Jhil Patel explains the nature of competition in the APIDA community: “We need to celebrate each other’s academic and professional accomplishments. I believe in celebration over competition.” As a community, we must come together even in the face of society’s expectations.
As more APIDA push aside competition and elevate to higher positions, there are more wonderful role models. In her past position as the president of the Asian American Psychological Association, Dr. Helen Tsu learned the following: “It is important to realize that grades are not everything. You must learn to grow as a person which includes setting personal boundaries and developing a healthy self-concept. Your professional and academic career are important, but other aspects of your life are also important like your social skills. As a result, you can start to break the stigma within the APIDA community by talking about your mental health.”
The advice from these role models lays out a practical path forward as a community. It is time to end the silence and break the stigma around living within one’s limits. Everyone’s mental wellbeing will benefit.
Organizations like the Asian American Psychological Association and We Are Saath give great tools and resources for APIDA individuals to address mental health concerns and raise awareness in their local communities.

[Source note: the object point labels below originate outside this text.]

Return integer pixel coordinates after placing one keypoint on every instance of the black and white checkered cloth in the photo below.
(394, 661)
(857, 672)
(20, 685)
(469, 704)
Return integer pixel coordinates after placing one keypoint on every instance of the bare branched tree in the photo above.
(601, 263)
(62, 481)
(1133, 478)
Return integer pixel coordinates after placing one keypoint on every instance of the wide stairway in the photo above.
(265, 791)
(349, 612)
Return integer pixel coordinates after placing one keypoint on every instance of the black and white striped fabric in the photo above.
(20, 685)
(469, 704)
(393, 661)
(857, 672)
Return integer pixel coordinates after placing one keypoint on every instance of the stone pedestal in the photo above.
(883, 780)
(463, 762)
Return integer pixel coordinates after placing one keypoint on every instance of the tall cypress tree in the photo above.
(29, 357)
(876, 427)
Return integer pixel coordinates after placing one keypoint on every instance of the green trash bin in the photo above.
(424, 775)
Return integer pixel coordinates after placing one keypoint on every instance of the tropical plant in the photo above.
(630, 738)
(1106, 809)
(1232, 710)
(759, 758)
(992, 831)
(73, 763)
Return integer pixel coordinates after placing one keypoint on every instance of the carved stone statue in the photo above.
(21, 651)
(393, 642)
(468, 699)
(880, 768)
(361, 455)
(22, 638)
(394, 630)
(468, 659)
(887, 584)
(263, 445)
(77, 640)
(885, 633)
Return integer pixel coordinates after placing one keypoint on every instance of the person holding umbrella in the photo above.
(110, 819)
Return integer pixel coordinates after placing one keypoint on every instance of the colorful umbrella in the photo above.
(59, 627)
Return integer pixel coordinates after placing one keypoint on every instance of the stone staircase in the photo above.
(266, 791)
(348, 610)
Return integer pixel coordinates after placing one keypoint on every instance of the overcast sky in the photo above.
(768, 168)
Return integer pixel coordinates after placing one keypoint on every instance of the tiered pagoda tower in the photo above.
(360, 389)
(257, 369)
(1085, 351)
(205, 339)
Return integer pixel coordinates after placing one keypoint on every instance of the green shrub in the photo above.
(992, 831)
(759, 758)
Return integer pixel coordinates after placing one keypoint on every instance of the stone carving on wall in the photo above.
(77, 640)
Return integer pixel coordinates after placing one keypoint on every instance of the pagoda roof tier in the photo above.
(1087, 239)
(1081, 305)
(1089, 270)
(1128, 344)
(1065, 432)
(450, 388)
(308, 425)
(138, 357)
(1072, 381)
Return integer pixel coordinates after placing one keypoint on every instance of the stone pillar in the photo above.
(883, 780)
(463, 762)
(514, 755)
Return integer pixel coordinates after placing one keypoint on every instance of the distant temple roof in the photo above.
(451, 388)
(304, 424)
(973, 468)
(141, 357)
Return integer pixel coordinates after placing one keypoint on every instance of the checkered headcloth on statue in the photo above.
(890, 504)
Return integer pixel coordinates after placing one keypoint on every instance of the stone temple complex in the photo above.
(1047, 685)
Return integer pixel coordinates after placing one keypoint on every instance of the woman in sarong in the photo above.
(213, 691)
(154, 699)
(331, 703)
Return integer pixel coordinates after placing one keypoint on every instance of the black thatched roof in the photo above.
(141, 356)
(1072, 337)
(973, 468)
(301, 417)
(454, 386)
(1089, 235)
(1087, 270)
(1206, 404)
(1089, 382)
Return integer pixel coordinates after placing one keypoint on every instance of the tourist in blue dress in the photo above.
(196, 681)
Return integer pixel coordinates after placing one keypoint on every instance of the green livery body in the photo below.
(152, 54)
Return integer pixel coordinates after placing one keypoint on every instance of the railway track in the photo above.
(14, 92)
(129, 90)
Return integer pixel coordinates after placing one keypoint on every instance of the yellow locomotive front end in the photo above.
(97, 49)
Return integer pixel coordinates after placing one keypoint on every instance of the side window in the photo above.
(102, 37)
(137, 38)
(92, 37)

Above all, the most crucial tool is our voice. The root cause of mental health neglect in APIDA communities is silence. If we stay silent about the prevalent toxicity of high-functioning anxiety, the next generation will continue to starve themselves to get into college and overwork themselves to the point of severe depression. We must share our stories. We have to address these deeply ingrained ideas in our communities.
The APIDA experience is a diverse one, but our greatest collective trait is our strength. Together, we can break the stigma.